It's always fascinating to me that, no matter how many interesting new ways to release lots of energy we develop, we are still stuck with the same method for converting it to electricity: release the energy as heat, use heat to make steam, use steam to drive generator.
The reason just that this is a simple process for which a steam turbine can achieves 90% of the thermodynamic optimum. To my knowledge, the only reason people consider alternatives is to reduce capital costs. You're still capped by thermodynamics though.
That's what I was wondering: if heat -> steam -> turbine is close enough to the theoretical upper limit and you get diminishing returns by other means.
Still, it seems very indirect. Like generating solar power by using a parabolic mirror to heat water instead of photovoltaic panels... but of course I just found an example of doing that too: https://en.wikipedia.org/wiki/Parabolic_trough
Which doesn't make sense for power generation since there will always be some percentage of neutrons produced by any type of fusion reaction that can only be useful for generating steam.

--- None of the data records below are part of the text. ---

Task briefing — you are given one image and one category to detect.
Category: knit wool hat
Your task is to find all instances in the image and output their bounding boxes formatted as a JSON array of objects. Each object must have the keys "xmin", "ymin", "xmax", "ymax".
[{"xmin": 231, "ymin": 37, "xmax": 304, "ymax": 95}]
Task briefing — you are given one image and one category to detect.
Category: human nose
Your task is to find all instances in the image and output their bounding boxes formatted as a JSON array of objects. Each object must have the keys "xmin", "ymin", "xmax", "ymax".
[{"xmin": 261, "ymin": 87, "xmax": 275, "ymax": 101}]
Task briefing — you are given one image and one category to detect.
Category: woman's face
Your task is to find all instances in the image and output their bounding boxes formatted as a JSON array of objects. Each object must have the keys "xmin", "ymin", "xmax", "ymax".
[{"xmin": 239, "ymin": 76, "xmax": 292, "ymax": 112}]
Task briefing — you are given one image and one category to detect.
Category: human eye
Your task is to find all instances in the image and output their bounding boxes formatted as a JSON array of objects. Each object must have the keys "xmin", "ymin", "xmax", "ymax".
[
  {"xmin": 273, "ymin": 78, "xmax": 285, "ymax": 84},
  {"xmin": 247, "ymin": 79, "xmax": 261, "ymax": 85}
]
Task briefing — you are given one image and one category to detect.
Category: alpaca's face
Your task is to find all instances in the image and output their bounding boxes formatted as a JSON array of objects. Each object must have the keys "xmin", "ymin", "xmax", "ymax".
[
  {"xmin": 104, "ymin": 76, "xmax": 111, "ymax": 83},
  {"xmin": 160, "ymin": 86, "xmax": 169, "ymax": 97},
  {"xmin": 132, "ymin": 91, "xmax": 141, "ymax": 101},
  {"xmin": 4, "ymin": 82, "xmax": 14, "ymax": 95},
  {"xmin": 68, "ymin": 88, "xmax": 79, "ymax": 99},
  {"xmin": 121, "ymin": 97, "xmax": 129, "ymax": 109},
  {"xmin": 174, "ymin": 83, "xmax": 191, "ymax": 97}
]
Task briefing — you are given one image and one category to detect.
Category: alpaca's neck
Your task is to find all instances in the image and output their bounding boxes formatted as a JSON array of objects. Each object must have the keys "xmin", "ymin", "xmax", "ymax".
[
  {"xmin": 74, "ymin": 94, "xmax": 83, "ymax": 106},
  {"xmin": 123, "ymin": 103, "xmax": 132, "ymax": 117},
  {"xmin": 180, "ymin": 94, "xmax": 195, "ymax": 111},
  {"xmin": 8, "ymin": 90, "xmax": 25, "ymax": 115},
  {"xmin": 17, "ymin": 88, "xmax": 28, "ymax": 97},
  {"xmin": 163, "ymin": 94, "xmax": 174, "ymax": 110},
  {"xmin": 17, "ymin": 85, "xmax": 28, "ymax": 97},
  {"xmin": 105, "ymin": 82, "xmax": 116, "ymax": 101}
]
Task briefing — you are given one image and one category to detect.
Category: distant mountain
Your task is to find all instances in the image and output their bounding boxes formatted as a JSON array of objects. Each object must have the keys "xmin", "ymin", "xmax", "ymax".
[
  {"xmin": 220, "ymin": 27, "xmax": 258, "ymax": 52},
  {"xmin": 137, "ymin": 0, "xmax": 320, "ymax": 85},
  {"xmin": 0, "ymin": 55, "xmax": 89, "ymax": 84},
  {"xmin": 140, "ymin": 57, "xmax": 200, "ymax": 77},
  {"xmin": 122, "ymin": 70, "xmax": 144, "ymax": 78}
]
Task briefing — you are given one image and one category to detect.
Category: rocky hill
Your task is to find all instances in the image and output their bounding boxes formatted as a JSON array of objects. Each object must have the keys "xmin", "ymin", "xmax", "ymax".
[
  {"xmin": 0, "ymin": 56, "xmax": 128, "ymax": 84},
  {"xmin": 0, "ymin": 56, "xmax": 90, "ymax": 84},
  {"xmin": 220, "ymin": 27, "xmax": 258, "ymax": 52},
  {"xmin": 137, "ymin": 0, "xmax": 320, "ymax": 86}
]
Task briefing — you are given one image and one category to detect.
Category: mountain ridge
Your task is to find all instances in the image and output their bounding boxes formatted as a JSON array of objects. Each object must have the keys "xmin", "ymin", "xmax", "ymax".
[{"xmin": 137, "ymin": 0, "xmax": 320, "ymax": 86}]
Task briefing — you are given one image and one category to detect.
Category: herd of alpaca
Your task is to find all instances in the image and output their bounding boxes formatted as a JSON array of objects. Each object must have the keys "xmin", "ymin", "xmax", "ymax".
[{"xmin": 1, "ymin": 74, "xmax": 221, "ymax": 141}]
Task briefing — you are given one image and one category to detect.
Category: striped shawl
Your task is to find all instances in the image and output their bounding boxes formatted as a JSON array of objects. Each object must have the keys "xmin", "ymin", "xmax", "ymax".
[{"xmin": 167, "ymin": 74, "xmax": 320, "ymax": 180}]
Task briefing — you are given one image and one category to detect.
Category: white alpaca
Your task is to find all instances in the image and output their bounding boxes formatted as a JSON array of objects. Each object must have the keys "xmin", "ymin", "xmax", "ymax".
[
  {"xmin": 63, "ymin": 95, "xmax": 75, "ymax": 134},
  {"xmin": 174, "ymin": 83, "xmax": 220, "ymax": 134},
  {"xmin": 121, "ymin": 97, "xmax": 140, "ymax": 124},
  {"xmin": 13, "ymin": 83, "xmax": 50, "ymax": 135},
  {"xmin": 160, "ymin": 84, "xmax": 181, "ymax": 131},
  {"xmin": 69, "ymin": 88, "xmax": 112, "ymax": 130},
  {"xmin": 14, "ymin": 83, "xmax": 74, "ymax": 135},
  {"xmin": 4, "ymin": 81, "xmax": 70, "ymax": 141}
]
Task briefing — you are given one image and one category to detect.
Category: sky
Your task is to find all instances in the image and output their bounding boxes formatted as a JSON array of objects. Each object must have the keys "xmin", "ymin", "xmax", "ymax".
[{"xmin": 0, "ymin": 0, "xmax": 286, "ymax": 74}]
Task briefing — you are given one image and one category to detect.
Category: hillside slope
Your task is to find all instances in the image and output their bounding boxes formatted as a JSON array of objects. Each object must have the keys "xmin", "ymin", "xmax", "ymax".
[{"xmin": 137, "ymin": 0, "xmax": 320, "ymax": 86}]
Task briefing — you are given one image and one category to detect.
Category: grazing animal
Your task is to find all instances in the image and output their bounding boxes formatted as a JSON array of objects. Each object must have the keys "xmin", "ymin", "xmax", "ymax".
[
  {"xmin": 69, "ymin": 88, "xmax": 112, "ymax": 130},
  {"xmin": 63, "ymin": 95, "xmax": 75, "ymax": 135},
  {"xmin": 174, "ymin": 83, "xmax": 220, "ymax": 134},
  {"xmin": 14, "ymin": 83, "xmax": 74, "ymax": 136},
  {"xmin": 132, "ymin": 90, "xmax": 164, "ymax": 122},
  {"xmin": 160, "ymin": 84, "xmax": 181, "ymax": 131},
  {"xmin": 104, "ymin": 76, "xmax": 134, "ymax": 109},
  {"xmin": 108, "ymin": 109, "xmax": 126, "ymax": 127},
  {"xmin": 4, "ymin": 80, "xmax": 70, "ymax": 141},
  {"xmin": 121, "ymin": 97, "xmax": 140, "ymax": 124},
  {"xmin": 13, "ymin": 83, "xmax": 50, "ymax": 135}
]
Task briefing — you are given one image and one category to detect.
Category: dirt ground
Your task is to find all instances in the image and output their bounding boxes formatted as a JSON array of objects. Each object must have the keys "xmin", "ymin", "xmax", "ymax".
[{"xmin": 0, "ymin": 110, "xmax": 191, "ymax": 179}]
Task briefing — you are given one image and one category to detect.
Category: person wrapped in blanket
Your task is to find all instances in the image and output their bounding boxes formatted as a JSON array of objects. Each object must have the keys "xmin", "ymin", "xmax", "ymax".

To entirely skip the steam cycle portion is to intentionally make a much less efficient design.
For space-constrained, high-value, applications where economics don't matter that much, such as a submarine, that would make sense, but otherwise...
Helion's fuel mix produces just 6% of its energy as neutron radiation, and if you harvest it you'll lose a third of that. As long as you have enough net energy, collecting that 4% might not make financial sense.
With fuel costs insignificant, your cost per kWh is mainly capital cost. Let's say it's all capital just to keep it simple. I don't know how much the input energy will be but if your choice is between, say, generating net energy of 50MW without a turbine or 54MW with a turbine, then you would skip the turbine if it adds more than 8% to the capital cost. I suspect Helion has done this calculation in detail.
It does seem to hinge on the cost of fuel, I have some doubts about whether they can secure a fuel supply so cheap as to skip out on that extra 4 MW, even after factoring in the cost of a small steam turbine installation.
Deuterium costs several thousand dollars/kilogram. But even though it is just one part in several thousand of the hydrogen in water, there's enough deuterium in your morning shower to provide all your energy needs for a year.[1] Cost of deuterium is definitely insignificant.
Helion's other fuel is helium-3 which they'll make themselves by fusing deuterium. So the helium-3 cost will directly depend on the capital cost of the reactor producing it.
(This may be the same reactor, both generating electricity and breeding He3. Or they may use dedicated He3 breeders, and minimize the D-D reactions in the generators.)
Nitpick: You’re always going to get some parasitic D+D reactions because it’s reaction cross section is appreciably higher than D + 3He below 50 keV, and non-negligible even after the crossover point.
You could always add the liquid metal blanket if you want to eke out the extra 10% (or if you want to generate tritium). But it's not worth the complication in an early prototype.
Helion is planning to use a different fusion reaction, one where the bulk of the energy will be coming out as charged particles, not neutrons.
However, D+T fusion is the only type of fusion that we have been able to sustain for any significant amount of time with reasonable energy inputs. What Helion is planning to do is completely unexplored and requires some major scientific advances.
Well, we do have some other strategies. Hydro and wind just turn the turbine mechanically, they don't heat up water to make steam. And photovoltaics create electricity directly using an effect that won Einstein the Nobel prize and began the age of quantum mechanics, so that's about as advanced as they come.